Design Challenge Winner: Measuring students’ executive functions in a classroom context with an innovative, tablet-based assessment
InspireBy Jelena Obradović
Imagine entering a quiet room where you are greeted by a friendly research assistant. She smiles at you, asks you about your day, maybe makes a funny joke. Next, you are seated together as she explains a game you will be playing. As you practice the rules, she offers enthusiastic praise and encouragement. During the game, she monitors your progress, and when it’s over, she gives you a small toy as an appreciation of your effort.
This highly controlled setting is typical in studies of child development, particularly in assessments of children’s executive functions (EF) — the skills that enable children to control their attention, behaviors, and emotions. Through studies like these, EFs have been linked to many educational outcomes, including school readiness, adaptive classroom behaviors, and academic achievement. However, the assessment setting I’ve just described doesn’t resemble a classroom setting, where they practice and apply EF skills daily.
A further problem with taking children out of the classroom to be assessed, one at a time, in a laboratory-like setting, is that the studies don’t scale well. Individual assessment places a burden on teachers by reducing instructional time and disrupting the students’ day, and it requires a lot of resources — a lot of research assistants putting in a lot of hours — which makes the use of objective direct assessments of EFs prohibitively expensive for large-scale studies.
To address these limitations, my lab developed a new procedure where all students in a classroom are assessed at the same time using developmentally appropriate EF tasks adapted for tablet computers. The lead research assistant, acting as a head teacher, explains the rules with large poster-boards in front of the classroom, runs a group practice session by soliciting verbal responses from the students, and then monitors students’ individual practice on tablet computers. Passcode screens pace everyone’s progress and keep the whole class moving at the same speed. Meanwhile, two more research assistants roam the classroom like teacher’s aides, helping students who need technical assistance.
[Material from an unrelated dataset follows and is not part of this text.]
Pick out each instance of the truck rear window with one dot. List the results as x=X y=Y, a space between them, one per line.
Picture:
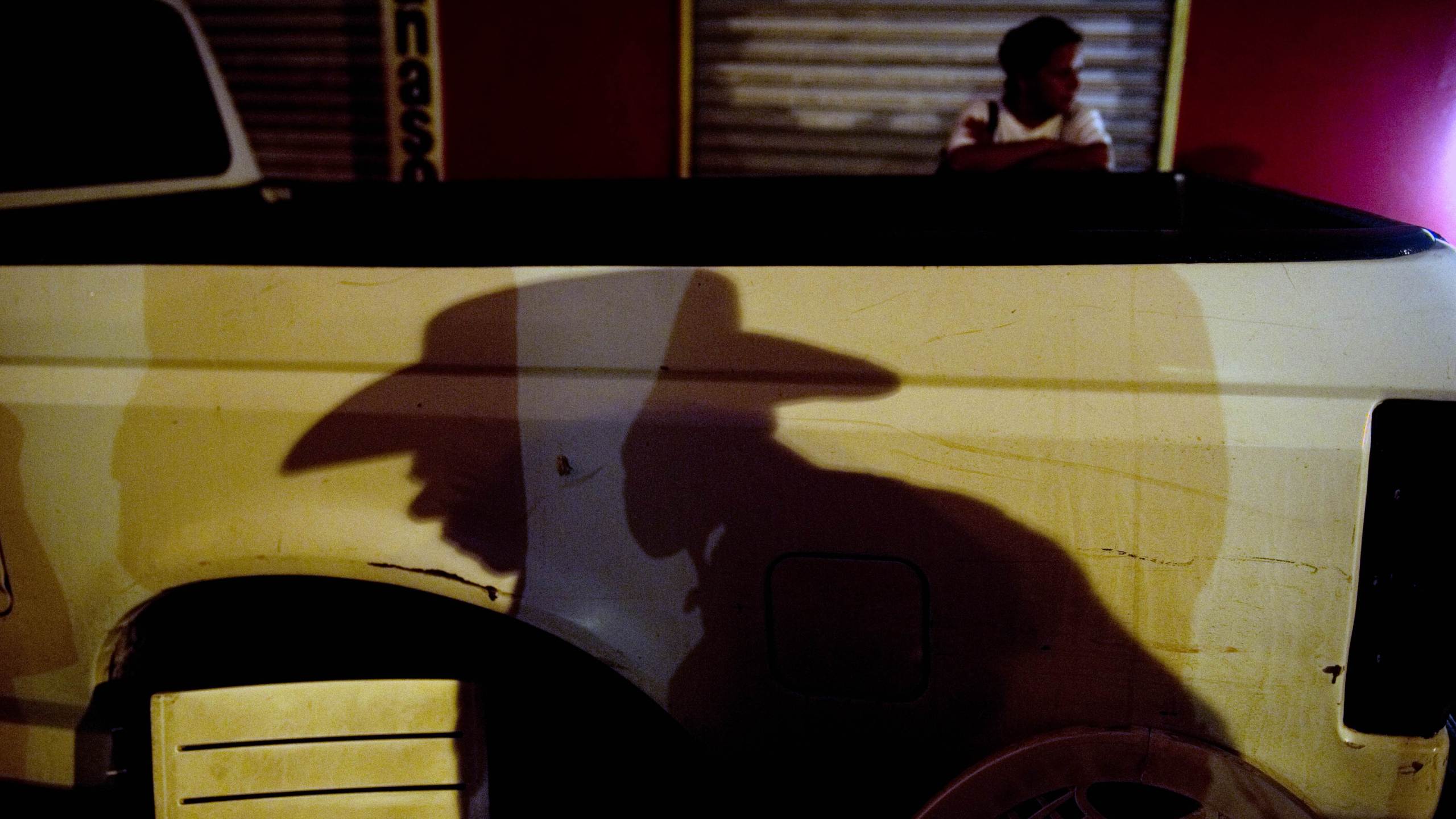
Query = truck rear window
x=104 y=92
To examine the reliability and validity of EF data collected via this group assessment, a subset of students completed the same tablet tasks in an individual assessment (e.g., in the school library room), either before or after the classroom assessment (to counterbalance practice effects). Our study, recently published in the Journal of Applied Developmental Psychology, showed that measures of EF skills obtained through the group and individual assessment had analogous internal reliabilities and statistically identical associations with student demographics, classroom behaviors, and academic achievement (Obradović, Sulik, Finch, & Tirado-Strayer, 2017). EF composites from both the group and individual assessments uniquely predicted teacher report of self-regulated classroom behaviors, but only the group assessment EF composite predicted two-year improvement in math and ELA achievement on standardized tests.
This procedure offers a pragmatic, cost-effective, and minimally disruptive way to objectively assess students’ EF skills at scale, in a setting that better approximates real-world conditions. As such, our assessment can be used to evaluate various school-based policies and programs designed to promote student’s self-regulation. To facilitate these efforts, we are sharing the tablet apps, source code, and supporting materials with scientists worldwide at no cost using an open-source license.
Obradović, J., Sulik, M., Finch, J.E., & Tirado-Strayer, N. (2017). Assessing executive functions in the classroom: Validating a scalable group-based procedure. Journal of Applied Developmental Psychology. 1-10. doi: 10.1016/j.appdev.2017.03.003
Disclaimer: The Assessment Work Group is committed to enabling a rich dialogue on key issues in the field and seeking out diverse perspectives. The views and opinions expressed in this blog are those of the authors and do not necessarily reflect the official policy or position of the Assessment Work Group, CASEL or any of the organizations involved with the work group.